Recent studies have shown that gene families from different functional categories have been preferentially expanded either by small scale duplication (SSD) or by whole-genome duplication (WGD). In particular, gene families prone to dominant deleterious mutations and implicated in cancers and other genetic diseases in human have been greatly expanded through two rounds of WGD dating back from early vertebrates. Here, we strengthen this intriguing observation, showing that human oncogenes involved in different primary tumors have retained many WGD duplicates compared to other human genes. In order to rationalize this evolutionary outcome, we propose a consistent population genetics model to analyze the retention of SSD and WGD duplicates taking into account their propensity to acquire dominant deleterious mutations. We solve a deterministic haploid model including initial duplicated loci, their retention through sub-functionalization or their neutral loss-of-function or deleterious gain-of-function at one locus. Extensions to diploid genotypes are presented and population size effects are analyzed using stochastic simulations.
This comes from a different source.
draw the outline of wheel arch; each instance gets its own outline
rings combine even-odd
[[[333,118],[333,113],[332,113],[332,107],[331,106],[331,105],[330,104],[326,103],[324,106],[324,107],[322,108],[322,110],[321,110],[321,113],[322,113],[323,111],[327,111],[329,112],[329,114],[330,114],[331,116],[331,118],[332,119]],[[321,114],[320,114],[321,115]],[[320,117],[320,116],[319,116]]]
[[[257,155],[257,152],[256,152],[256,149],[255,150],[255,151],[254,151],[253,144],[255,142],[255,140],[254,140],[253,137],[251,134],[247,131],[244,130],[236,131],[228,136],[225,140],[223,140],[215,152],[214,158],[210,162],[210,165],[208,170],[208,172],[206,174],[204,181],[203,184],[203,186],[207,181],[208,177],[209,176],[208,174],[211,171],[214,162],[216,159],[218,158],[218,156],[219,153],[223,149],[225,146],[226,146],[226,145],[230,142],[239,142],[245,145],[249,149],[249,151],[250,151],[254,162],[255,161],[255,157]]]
The only difference between the SSD and WGD scenarios is the initial number of individuals with duplicated loci. While SSD duplicates need to spread through the entire population from a single individual to reach fixation, WGD duplicates are de facto fixed in the small initial post-WGD population arising through the ploidy incompatibility between post-WGD individuals and the rest of the pre-WGD population. WGD duplicates prone to dominant deleterious mutations are then shown to be indirectly selected through purifying selection in post-WGD species, whereas SSD duplicates typically require positive selection. These results highlight the long-term evolution mechanisms behind the surprising accumulation of WGD duplicates prone to dominant deleterious mutations and are shown to be consistent with cancer genome data on the prevalence of human oncogenes with WGD duplicates.